Premier Wielkiej Brytanii Boris Johnson zasugerował w środę, że w związku z nowymi wariantami koronawirusa jesienią konieczna może być nowa tura szczepień przeciw Covid-19.
„Sądzę, że będziemy musieli przyzwyczaić się do myśli o szczepieniach (teraz), a następnie ponownych szczepieniach jesienią, gdy przyjdzie nam zmierzyć się z tymi nowymi wariantami” – powiedział szef rządu w Izbie Gmin.

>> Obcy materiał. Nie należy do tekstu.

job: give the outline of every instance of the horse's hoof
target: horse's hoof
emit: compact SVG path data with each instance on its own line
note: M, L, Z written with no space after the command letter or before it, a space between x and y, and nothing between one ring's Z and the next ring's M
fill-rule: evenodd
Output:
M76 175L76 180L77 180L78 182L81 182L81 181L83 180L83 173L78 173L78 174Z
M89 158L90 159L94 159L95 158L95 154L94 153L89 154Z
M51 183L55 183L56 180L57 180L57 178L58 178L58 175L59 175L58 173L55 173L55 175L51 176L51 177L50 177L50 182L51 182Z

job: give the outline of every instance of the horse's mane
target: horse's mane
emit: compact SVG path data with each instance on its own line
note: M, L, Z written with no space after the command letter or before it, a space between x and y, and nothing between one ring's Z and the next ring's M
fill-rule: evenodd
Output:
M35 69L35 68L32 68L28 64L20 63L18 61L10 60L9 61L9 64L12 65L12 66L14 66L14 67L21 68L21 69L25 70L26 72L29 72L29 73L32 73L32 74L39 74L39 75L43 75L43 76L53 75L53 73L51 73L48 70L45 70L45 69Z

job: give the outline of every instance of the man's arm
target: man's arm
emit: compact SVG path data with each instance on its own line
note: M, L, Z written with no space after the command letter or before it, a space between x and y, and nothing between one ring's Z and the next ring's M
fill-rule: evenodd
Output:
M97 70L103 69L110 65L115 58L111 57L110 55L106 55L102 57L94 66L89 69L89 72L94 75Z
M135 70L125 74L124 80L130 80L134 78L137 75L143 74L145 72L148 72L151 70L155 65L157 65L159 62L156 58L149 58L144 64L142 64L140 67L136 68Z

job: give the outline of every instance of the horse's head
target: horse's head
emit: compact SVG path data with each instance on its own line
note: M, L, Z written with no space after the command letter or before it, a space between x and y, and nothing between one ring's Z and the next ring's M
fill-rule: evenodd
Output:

Dodał, że zawarta w poniedziałek umowa z firmą farmaceutyczną CureVac na zakup 50 milionów dawek pomoże w opracowaniu szczepionek, które pozwolą adekwatnie odpowiedzieć na nowe warianty wirusa.
O tym, że jesienią konieczne mogą być ponowne szczepienia wspomniał w środę również zastępca naczelnego lekarza Anglii Jonathan Van-Tam, mówiąc o długoterminowych rozwiązaniach w walce z epidemią. „I to obejmuje potencjalne szczepienia przeciw wariantom jesienią” – wskazał.
W miniony weekend Nadhim Zahawi, wiceminister zdrowia odpowiedzialny za program szczepień przeciw Covid-19, mówił w wywiadzie dla BBC, że jesienią konieczna może być dodatkowa dawka szczepionki, a być może w przyszłości ich podawanie odbywać się będzie co roku.
Według wstępnych badań większość istniejących szczepionek przeciw Covid-19 zapewnia nieco niższą ochronę przed południowoafrykańskim wariantem wirusa. W Wielkiej Brytanii szczególne zaniepokojenie wzbudziła podana w miniony weekend informacja, że szczepionka opracowana przez naukowców z Uniwersytetu Oksfordzkiego i firmę AstraZeneca w niewielkim stopniu zapobiega lekkiej i umiarkowanej formie Covid-19 po zakażeniu tym wariantem, choć jak wykazują badania, zapobiega ciężkim przypadkom i zgonom.
W Wielkiej Brytanii wykryto dotychczas ok. 170 przypadków południowoafrykańskiego wariantu koronawirusa.